Recent advances in atmospheric chemistry demonstrate that aerosol surfaces play a very important role in their chemistry. In particular, organic aerosol is aged and processed through photochemical and radical oxidation reactions. These reactions likely affect each aerosol particle uniquely, resulting in a patchwork of molecules and chemical functionalities even on originally homogeneous aerosol. The end result of these reactions is likely a surface with mixed hydrophilic and hydrophobic character.

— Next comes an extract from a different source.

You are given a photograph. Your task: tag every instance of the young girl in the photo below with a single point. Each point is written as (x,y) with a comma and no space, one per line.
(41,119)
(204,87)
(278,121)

The Hemminger group seeks to understand the interaction of water vapor with this patchwork aerosol surface on a fundamental molecular level. The degree of water interacting with a surface determines possible reaction pathways and the propensity for aerosol to act as cloud condensation nuclei (CCN). Self-assembled monolayers (SAMs) consisting of both hydrophilic and hydrophobic thiols simulate the patchwork aerosol surface. These thiols are allowed to adsorb onto gold from the gas phase which likely results in nanometer sized domains of hydrophobic and hydrophilic character. Following the formation of these monolayers, the surface is cooled and exposed to water which binds across the surface. As the sample is subsequently heated, water desorbs from the surface according to how tightly it binds to its specific location (it takes more heat to desorb from a hydrophilic region than a hydrophobic region!). We relate the desorption profile to the original surface to gain a more fundamental understanding of water's interaction with atmospheric aerosol.

This Table of Contents figure from our recent communication presents a number of relevant findings (J. Phys. Chem. C 2008. 112(4). 890-894). In the case of a 50% methyl-terminated / 50% carboxylic acid-terminated thiol surface, water exhibits weak interactions. This is weak adsorption energy is indicated by a low temperature desorption peak centered at ~140K, somewhat lower than water desorption from a purely methyl-terminated surface. As the surface concentration of carboxylic acid-terminated thiols increases, water desorption shifts to higher temperatures indicating progressively stronger water-surface interactions. Only at high relative surface acid concentrations does the water desorption resemble the desorption from the completely acid-terminated surface. In particular, the results suggest that significant surface oxidation may be necessary to impact the interaction of water with organic aerosol surfaces.